The local Pirate Lord's men were nervous. The presence of the Greyjoys did not mean immediate submission—it meant tension. Taxes doubled. Gratuitous aggression. Contradictory orders.

The Ironborn did not ask permission.

They took.

And that put every intermediary at risk.

Osborn began to circulate closer to the areas where disorder was greatest, without exposing himself. Always along the edges. Always as a shadow.

He saw merchants arguing over vanished cargo. He saw dock workers beaten for reasons too small to be real. He saw local thieves trying to take advantage of the confusion… and being killed for choosing the wrong target.

"Chaos," he thought. "Pure chaos."

And chaos was bad for those who lived off predictability.

But excellent for those who knew how to wait.

One gray afternoon, he hid behind a pile of broken crates and watched three pirates fighting among themselves. They weren't Greyjoy directly—no symbols—but they were the kind who followed whoever stood on top.

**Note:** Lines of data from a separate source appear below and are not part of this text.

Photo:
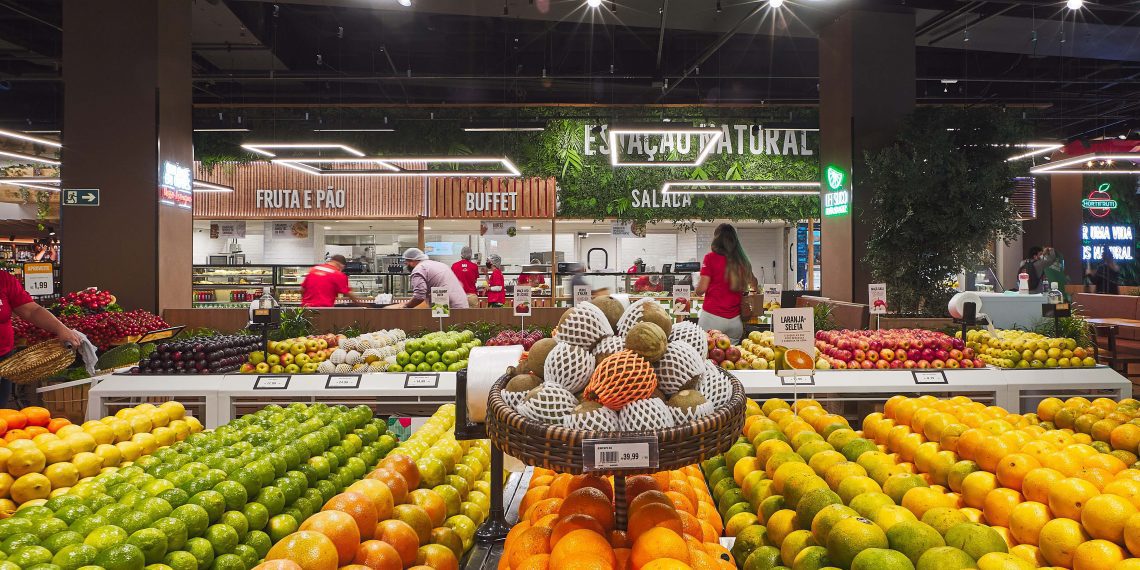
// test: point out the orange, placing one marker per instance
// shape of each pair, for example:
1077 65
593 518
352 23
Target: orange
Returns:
404 465
37 415
591 502
1026 520
1036 483
340 528
1012 469
1067 497
531 542
359 507
654 515
1105 515
578 543
311 551
998 506
1097 554
1059 539
401 536
658 543
572 522
395 481
379 555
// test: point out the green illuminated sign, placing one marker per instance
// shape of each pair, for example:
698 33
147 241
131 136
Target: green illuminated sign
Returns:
837 197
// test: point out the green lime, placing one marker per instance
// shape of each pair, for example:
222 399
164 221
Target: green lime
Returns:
202 551
73 556
259 542
181 560
194 516
152 543
124 556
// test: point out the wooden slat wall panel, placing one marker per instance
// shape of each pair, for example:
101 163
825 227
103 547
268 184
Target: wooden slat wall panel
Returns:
537 197
366 197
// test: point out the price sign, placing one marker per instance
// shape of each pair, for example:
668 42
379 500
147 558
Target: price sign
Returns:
271 382
682 300
580 294
343 382
929 376
421 381
39 279
522 300
440 302
624 454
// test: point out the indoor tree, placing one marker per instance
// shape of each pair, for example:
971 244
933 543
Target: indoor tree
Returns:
939 198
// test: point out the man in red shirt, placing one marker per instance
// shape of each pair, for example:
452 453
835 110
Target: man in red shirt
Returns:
325 283
466 270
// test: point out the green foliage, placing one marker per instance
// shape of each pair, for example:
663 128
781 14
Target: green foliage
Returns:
939 197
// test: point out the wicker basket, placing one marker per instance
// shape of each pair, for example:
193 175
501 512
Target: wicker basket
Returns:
560 448
45 359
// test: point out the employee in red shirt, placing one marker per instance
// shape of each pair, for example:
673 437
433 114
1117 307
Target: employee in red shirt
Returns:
325 283
496 286
725 277
466 270
14 300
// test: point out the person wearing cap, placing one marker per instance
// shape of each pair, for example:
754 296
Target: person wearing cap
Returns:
496 286
325 283
466 270
428 274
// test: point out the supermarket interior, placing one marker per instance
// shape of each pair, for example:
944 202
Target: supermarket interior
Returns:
569 285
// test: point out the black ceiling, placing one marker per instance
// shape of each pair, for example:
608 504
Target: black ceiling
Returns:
1075 73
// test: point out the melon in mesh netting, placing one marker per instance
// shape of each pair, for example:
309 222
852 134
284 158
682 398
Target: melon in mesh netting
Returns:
584 326
715 385
596 420
547 404
687 415
650 414
692 334
569 366
680 366
620 380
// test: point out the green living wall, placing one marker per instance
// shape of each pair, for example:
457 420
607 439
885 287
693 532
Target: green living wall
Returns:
762 144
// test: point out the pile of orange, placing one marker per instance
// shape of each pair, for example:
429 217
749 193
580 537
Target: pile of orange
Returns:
567 522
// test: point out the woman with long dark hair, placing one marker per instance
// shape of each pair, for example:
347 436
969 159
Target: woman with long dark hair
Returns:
726 275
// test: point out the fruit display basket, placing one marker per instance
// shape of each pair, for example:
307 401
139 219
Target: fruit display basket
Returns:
559 448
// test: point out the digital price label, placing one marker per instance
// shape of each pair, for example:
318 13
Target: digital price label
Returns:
271 382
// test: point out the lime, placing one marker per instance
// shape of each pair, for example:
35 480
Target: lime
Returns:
257 515
259 542
194 516
124 556
152 543
74 555
212 502
181 560
57 542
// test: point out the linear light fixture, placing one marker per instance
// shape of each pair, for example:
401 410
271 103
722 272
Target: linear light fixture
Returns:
742 187
267 148
203 186
1090 162
713 133
1035 148
38 140
22 156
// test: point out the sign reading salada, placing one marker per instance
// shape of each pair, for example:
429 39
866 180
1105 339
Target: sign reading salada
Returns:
740 139
275 200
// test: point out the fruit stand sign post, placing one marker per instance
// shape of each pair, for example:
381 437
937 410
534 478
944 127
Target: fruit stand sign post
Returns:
682 300
580 294
39 279
618 454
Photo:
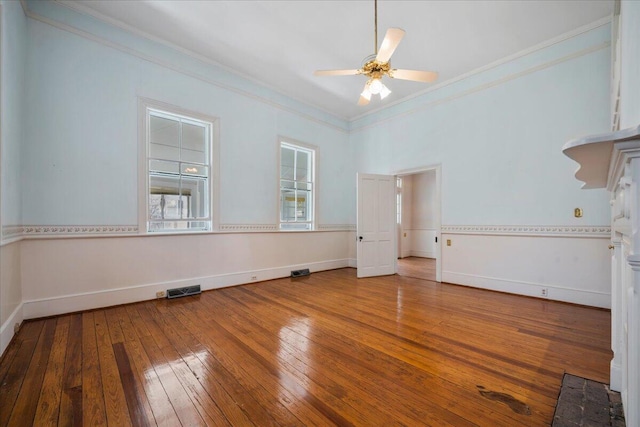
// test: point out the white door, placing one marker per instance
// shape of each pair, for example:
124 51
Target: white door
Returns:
376 225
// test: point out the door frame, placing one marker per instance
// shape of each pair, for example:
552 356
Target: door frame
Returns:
438 208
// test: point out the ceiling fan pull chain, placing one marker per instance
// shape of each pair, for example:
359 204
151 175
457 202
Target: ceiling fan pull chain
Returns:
375 12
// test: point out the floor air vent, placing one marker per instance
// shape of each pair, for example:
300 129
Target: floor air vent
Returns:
183 292
300 273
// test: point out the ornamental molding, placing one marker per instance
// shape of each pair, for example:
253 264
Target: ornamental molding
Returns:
337 227
530 230
248 227
77 230
10 232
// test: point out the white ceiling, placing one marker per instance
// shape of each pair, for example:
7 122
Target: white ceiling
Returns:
281 43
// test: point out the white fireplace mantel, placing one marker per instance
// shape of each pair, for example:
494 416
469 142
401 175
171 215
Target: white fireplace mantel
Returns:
612 161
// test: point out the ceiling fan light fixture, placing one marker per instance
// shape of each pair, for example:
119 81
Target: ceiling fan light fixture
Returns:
384 92
375 86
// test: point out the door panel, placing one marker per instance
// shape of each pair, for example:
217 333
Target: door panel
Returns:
376 225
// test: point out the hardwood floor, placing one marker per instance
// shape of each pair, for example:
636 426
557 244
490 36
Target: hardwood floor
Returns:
420 268
328 349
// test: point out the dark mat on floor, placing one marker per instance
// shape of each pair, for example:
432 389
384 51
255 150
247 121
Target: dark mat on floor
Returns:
583 402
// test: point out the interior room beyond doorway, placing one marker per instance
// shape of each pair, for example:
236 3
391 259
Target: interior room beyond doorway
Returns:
418 224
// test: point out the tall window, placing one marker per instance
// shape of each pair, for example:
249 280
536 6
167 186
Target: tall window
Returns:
179 170
297 172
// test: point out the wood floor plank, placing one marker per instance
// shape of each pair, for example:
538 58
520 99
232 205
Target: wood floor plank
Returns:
93 404
148 384
367 360
14 370
176 392
266 388
70 413
48 409
200 398
26 405
113 392
327 349
187 346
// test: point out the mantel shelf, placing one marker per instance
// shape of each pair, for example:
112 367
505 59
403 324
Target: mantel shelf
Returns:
593 154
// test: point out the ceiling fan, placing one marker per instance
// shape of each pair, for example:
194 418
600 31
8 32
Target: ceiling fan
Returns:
377 65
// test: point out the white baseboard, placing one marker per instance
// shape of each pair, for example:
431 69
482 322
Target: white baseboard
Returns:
422 254
6 330
109 297
556 293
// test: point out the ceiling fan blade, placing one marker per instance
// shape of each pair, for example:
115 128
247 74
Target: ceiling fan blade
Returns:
336 72
414 75
363 101
389 44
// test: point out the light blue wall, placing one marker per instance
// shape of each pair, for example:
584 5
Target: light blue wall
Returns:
630 74
14 47
499 135
82 146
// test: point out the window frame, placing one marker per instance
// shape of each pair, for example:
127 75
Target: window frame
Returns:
145 106
314 183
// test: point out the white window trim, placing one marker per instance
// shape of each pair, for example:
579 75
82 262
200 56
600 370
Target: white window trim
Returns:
145 104
316 186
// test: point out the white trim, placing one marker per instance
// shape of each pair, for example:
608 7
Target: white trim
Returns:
7 328
556 293
422 254
144 105
484 86
29 232
548 43
184 71
110 297
315 153
248 227
337 227
603 231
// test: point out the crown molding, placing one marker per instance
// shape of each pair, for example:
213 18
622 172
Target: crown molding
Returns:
529 230
183 70
481 87
546 44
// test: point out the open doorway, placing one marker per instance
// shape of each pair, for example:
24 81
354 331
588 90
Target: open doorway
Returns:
418 217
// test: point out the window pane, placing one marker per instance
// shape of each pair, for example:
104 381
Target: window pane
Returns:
193 143
194 170
164 138
290 185
303 203
304 186
287 158
159 184
196 204
287 205
161 166
303 172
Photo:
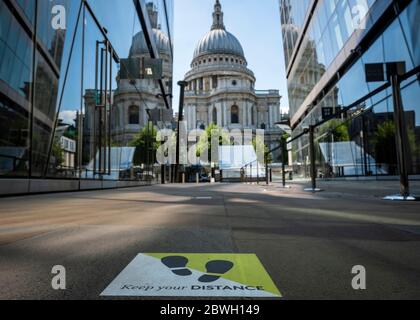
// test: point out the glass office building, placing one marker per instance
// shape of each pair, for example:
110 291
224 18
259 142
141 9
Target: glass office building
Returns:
57 58
327 44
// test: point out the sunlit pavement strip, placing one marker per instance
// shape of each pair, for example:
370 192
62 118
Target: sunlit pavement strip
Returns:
194 275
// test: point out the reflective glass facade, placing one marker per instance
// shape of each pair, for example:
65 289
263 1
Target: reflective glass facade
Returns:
326 73
57 58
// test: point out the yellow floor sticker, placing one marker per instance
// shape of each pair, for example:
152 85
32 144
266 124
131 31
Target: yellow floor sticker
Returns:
194 275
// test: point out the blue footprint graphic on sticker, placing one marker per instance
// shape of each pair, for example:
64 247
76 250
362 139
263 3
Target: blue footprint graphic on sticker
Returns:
178 265
215 270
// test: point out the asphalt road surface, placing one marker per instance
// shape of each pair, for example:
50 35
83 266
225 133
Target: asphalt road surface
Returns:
308 243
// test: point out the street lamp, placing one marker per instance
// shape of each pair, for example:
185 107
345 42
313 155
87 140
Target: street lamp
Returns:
285 128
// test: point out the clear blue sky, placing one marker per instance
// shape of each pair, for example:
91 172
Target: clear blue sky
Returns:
256 24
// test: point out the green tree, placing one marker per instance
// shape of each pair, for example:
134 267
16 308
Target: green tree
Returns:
269 156
146 145
385 143
337 128
205 140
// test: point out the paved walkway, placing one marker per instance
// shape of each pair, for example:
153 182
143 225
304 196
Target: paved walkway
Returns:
308 243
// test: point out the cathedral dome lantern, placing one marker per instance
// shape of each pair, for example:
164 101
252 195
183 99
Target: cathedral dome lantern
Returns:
219 40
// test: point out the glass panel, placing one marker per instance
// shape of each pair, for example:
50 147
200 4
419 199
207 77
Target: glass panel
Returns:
15 81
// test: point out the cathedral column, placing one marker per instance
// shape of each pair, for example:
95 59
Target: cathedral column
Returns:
249 114
194 117
244 114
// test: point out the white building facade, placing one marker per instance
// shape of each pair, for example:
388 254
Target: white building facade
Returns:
137 101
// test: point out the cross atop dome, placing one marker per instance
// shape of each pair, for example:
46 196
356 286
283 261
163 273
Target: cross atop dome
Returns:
218 17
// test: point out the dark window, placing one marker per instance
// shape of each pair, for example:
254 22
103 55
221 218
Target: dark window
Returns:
134 115
234 115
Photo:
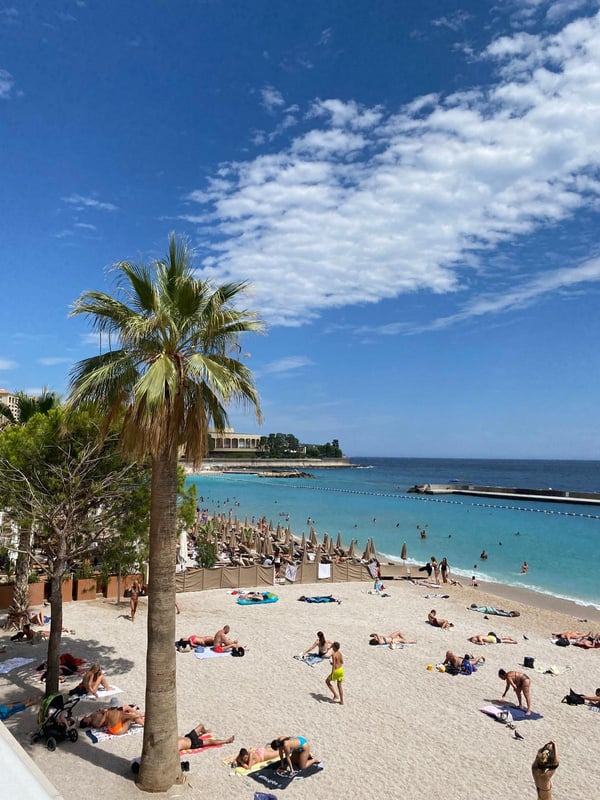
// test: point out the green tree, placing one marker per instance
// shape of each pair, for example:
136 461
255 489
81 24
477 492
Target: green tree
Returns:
27 408
77 489
174 372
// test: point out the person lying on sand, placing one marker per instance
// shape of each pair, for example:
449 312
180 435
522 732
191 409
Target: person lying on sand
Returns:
542 769
116 720
491 638
438 623
452 660
194 640
192 740
248 758
397 637
592 699
322 644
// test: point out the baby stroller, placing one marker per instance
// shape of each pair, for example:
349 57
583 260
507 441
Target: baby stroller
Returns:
55 720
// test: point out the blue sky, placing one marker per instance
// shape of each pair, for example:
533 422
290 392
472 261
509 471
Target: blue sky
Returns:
411 189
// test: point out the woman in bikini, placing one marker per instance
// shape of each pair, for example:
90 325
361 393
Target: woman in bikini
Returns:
293 751
248 758
322 644
521 684
397 637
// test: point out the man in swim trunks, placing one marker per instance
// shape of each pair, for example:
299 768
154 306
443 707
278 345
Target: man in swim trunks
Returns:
337 674
542 769
521 684
192 740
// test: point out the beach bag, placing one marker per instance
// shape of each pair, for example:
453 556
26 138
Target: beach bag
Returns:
573 699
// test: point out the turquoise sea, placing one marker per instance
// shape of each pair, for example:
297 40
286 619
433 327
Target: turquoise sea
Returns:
560 541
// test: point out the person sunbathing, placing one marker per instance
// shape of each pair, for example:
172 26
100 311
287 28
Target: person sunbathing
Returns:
592 699
491 638
248 758
542 769
438 623
193 641
294 751
322 644
117 721
397 637
192 740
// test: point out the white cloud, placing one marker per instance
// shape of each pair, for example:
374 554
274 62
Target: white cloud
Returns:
369 204
81 202
53 361
285 365
6 84
271 98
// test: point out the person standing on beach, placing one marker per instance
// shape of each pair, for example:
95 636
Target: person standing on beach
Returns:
521 684
542 769
337 674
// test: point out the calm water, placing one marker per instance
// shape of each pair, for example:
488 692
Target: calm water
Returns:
560 542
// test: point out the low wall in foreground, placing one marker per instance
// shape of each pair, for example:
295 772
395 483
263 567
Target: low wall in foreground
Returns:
198 580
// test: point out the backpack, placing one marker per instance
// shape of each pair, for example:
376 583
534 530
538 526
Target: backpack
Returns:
573 699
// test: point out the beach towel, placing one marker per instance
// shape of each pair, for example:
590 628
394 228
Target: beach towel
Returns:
311 659
492 610
12 663
98 735
203 736
319 599
272 778
208 652
102 693
518 714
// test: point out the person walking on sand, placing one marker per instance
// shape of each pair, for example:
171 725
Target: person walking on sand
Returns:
521 684
542 769
337 674
134 599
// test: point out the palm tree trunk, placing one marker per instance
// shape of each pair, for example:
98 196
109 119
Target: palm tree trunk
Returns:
160 767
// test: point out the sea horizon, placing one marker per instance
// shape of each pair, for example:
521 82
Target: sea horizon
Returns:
559 541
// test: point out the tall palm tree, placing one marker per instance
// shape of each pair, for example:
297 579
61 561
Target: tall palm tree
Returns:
27 407
175 370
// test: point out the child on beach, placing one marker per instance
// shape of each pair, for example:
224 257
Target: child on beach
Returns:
337 674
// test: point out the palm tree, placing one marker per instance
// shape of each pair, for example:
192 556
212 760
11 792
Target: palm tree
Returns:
175 370
27 407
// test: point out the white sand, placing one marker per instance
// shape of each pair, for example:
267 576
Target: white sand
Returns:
404 732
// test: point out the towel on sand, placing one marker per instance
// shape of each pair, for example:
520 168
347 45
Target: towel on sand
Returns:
271 777
102 693
98 735
13 663
311 659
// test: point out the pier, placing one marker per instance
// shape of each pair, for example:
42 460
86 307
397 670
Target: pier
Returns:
504 493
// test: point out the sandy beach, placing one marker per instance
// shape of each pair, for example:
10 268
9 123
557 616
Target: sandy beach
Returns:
404 730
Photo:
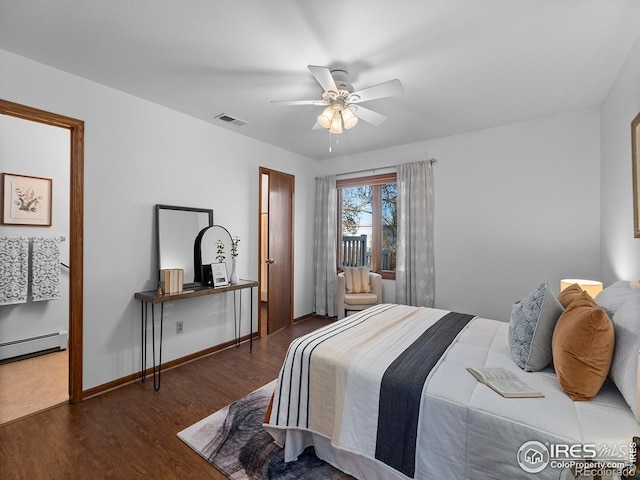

One had a crooked nose. Another limped. The third talked far too loudly.

Dangerous men… but stupid.

Osborn felt no fear.

He felt calculation.

They don't care about children.

That realization was fundamental.

Children were invisible. Background noise. Part of the harbor's filth. That had always been true. But now, with pirates involved, it was even more so.

"If I were them…" he thought, "I'd only look up."

And that was exactly where he wasn't.

He returned to the shack that night with his head full.

Sat near the entrance, watching the darkness outside. Bill woke and moved closer, still weak.

"You're acting strange," Bill said.

"I'm thinking."

"About what?"

Osborn took his time answering.

"About who I am… and what I can do with it."

Bill frowned.

"That sounds dangerous."

Osborn gave a crooked smile.

"Everything here is dangerous. The difference is choosing the right danger."

The wind carried the distant sound of the sea. Shouts. Aggressive laughter. An off-key chant.

Pirates.

Osborn closed his eyes for a moment.

Men of the North survived winter.

He needed to survive men worse than winter.

And, if possible… grow among them.

When he opened his eyes again, he no longer saw just a hostile island.

He saw a dirty, cruel… but real opportunity.

And he had no intention of wasting it.